7. Use according to one of claims 4 to 6, characterized in that the nucleic acid molecule used for hybridization is coupled directly or indirectly with a peroxidase.

8. A method for the detection of fungi in clinical material, comprising the steps of: a) providing fungal RNA from clinical material; and b) detection of the fungal RNA using a nucleic acid molecule according to claim 1.

, Process according to claim 8, characterized in that in step a) the clinical material is preferably snap frozen in liquid nitrogen and then subjected to a heat treatment, preferably for 1 to 5 minutes at 50 to 70 ° C.

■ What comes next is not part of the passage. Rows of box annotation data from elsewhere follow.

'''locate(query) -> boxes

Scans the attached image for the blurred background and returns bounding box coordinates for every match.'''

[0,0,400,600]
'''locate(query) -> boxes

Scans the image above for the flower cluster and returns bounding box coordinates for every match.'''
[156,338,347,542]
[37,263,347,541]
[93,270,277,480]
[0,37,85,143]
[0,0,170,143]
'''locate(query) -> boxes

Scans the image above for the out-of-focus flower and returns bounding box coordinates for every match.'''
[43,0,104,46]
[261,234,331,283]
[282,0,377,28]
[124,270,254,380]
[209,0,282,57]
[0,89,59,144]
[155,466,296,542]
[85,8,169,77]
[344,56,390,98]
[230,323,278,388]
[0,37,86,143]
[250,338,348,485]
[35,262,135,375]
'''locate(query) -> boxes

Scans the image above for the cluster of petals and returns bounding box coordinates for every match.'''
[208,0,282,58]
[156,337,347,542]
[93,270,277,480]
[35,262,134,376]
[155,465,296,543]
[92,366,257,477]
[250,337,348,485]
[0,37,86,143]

10. A method for the detection of fungi of the Aspergillus genus in clinical material, comprising the steps of: a) providing Aspergillus nucleic acid from clinical material; and b) detection of the Aspergillus nucleic acid, in which in step a) the clinical material is preferably snap frozen in liquid nitrogen and then subjected to a heat treatment, preferably for 1 to 5 minutes at 50 to 70 ° C.

11. Kit containing a nucleic acid molecule according to claim 1.

12. Kit for performing a method according to one of claims 8 to 10.